Friday night (July 10) in The Matthews Theatre at McCarter in Princeton, it was Gaetano Donizetti's "Lucia di Lammermoor." Opera buffs will know that the work is taken from the novel, "The Bride of Lammermoor," and has a plot that operas are made of – a tale of unrequited love, intrigue, betrayal and bloody consequences – all set against a backdrop of 16th century Scotland.
To introduce the blood feud that hangs as a pall over Lammermoor Castle, director John Hoomes has cleverly introduced larger-than-life projected ghosts of the past, which will return throughout the evening as if to whistle warnings to the unwary. In the present, Edgardo, Lord of Ravenswood and a sworn enemy of the Ashton family, is swearing undying love and fidelity to Lucia Ashton, laying the conflicts open for all to see.
And we also can see just how far this company has come in so brief a time: Carey Wong's soaring sets, Patricia Hibbert's elegant costuming, Barry Steele's magnificent lighting design.
And of course, the singers: Eric Dubin as the evil brother, Jonathamn Boyd as Edgardo. But in particular, Lisette Oropesa as Lucia. The role has been cherished for several generations for its exquisite demands and here it has found a young singer (only 25) who will be a huge star in but a few years. The buzz at McCarter is that she is the equal of Sutherland and perhaps more. Certainly her mad scene (which absolutely stopped the show) brought the loudest, longest applause heard in years.
Michael Ching was the conductor and the New Jersey Symphony was in the pit, a happy combination that meant for a smooth performance all night. The opera will be sung again Saturday, July 18 at 8 p.m. and Sunday, July 26 at 2 p.m.
The work comes with the reputation of having a dismal libretto, perhaps just a trifle better than mediocre, and that presents both a challenge and an opportunity for any stage director. Here, Bernard Uzan has solved much of the problem by using English for the spoken segments, turning to German only for the singing.
And he has a company of six singers who can act with the best and find the moments of comedy as well. In fact, in a program note, director Uzan notes that he relied on "commedia dell'arte,'' to introduce parody and it works well.

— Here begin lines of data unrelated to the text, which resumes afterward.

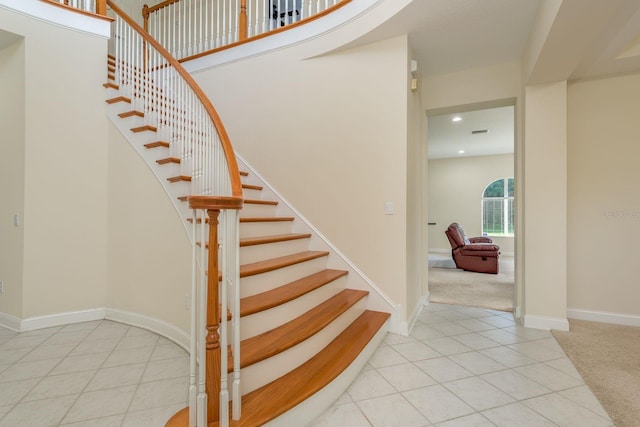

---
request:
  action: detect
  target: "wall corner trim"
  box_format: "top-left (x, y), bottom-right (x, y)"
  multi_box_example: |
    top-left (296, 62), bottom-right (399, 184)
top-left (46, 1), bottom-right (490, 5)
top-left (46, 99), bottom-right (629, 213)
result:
top-left (20, 308), bottom-right (105, 332)
top-left (0, 312), bottom-right (20, 332)
top-left (5, 308), bottom-right (191, 353)
top-left (105, 308), bottom-right (191, 353)
top-left (567, 308), bottom-right (640, 326)
top-left (524, 314), bottom-right (569, 331)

Scott Ramsey (as Belmonte,) Jennifer Rowley (as Konstanze,) Ray Menard (as The Pasha) and Rachele Gilmore (as Blonde) each have delicious moments that shine. Robert Little has designed a set that is practical, yet finds the mood of Turkey. Patricia Hibbert has once again designed costumes of the period. And this time, the New Jersey Symphony was under the baton of Mark Flint.

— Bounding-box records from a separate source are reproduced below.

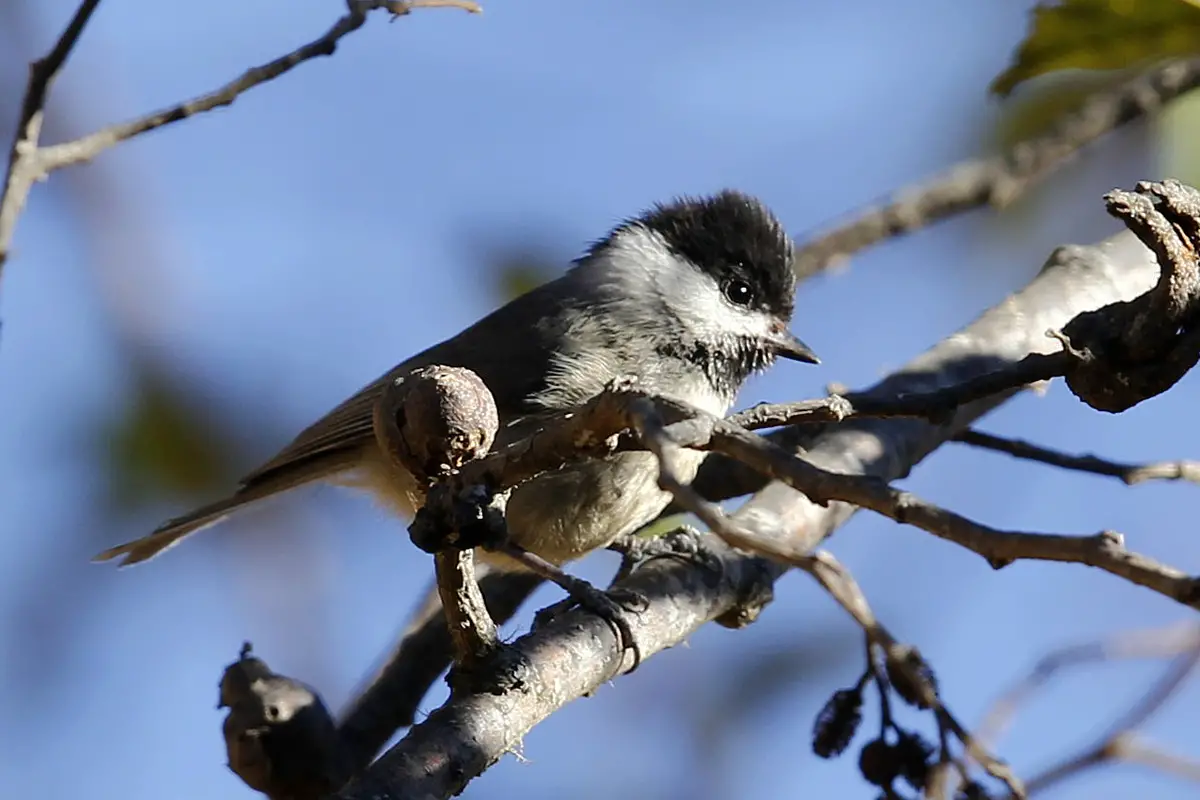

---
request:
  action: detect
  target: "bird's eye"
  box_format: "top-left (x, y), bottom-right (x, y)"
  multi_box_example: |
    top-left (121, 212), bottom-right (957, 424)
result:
top-left (722, 278), bottom-right (754, 306)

The opera will be sung again Thursday July 16 at 7:30 p.m.; Sunday July 19 at 2 p.m. and Friday July 24 at 8 p.m. All performances in The Berlind Theatre at McCarter.
On Sunday, Gilbert and Sullivan's "The Mikado," played to a packed house in the large Matthews Theatre which roared its delight at the exquisite score, filled with tunes many seemed to have known since birth and others seemed surprised that they knew as well.
The opera came with palettes of every shade, parasols to match every dress and lyrics brought up to date – with references to political friends and foes and even a jab or two at New Jersey Transit, the nearby town of Metuchen and anything else that wasn't nailed down. It was never offensive and brought roars of approval.
And, once again, the proof of a first-rate company, is seamless casting. The lovers, Nasnki-Poo and Yum-Yum (Scott Scully and Anne-Carolyn Bird) voices melded beautifully; Pooh-Bah (Matt Boehler), the Lord High Executioner and any other title that happens to be lying around; Ko-Ko (Curt Olds), in a performance that drove away all memories of the late Martyn Green of England's D'Oyle Carte touring company of a half century back; and Peter Strummer in the title role of The Mikado (with a few original lyrics of his own.)
Michael Scarola conducted the New Jersey Symphony and Steven Masteller was the stage director. For all three operas, subtitles were courtesy of Keith Chambers. "The Mikado" will be presented again Friday July 17 at 8 p.m. and Saturday July 25 at 8 p.m.